Thanks for all the great insight, Matt!
Three questions:
1. What about the conventional, traditional wisdom that you should always/only raise money when you DON’T need it?
2. Where’re your board, current investors, mentors, and advisers on this matter? Should you be deciding on your own what funding path to pursue, seeking their advice, getting their permission, etc.? How confident are you they they don’t already have expectations about how future rounds will be handled? Should funding status be a regular board meeting agenda item?
3. Should you be choosing VCs and early investors based on their ability to do more of this work for you?

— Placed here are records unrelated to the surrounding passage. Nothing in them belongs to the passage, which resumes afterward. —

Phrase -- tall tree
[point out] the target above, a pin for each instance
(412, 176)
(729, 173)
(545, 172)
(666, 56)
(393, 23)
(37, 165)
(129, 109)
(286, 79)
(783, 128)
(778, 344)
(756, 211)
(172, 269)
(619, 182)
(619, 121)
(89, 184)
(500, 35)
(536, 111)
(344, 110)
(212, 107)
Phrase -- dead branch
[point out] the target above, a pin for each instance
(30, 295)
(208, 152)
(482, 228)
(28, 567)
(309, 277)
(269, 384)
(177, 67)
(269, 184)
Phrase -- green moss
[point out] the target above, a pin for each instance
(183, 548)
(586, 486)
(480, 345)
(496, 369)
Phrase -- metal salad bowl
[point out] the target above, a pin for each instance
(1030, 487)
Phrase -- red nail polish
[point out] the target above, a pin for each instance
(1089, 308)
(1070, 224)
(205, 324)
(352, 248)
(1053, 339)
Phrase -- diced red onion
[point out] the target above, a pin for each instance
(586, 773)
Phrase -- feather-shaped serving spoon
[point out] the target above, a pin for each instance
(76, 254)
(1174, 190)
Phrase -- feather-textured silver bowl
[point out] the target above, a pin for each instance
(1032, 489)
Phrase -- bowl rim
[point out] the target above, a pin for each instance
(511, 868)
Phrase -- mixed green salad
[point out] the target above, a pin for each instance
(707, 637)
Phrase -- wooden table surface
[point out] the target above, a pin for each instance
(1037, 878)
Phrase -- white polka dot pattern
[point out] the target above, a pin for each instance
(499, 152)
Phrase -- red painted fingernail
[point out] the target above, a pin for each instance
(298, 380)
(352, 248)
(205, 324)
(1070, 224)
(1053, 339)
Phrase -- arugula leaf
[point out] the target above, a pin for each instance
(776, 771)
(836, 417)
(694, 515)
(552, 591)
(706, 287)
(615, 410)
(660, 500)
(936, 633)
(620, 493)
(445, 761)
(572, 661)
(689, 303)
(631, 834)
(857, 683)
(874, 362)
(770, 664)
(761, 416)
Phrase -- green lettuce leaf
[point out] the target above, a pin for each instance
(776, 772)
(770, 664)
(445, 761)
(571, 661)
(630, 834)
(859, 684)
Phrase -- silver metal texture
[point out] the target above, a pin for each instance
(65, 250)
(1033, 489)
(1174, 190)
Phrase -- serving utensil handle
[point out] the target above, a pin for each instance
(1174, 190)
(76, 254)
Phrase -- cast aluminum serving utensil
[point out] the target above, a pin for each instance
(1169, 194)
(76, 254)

Thanks for the comment Jack:
1. Lots of nuances here, but generally true. Certainly the worst time to raise if when you’re truly running out of cash. As to whether you should be raising when you 1-2 years of cash in the bank… depends a bit on the circumstances – are there enough investors circling around that you can do a quick process? Are the terms attractive? Will you really be able to put that money to work efficiently?
2. They should be very involved. Helping filtering the inbound, making introductions, advising on the process, etc. Funding certainly is a regular board item.
3. That’s certainly one criteria. Everything else being equal, a strong board (with strong VCs) should help immensely with the next rounds of funding.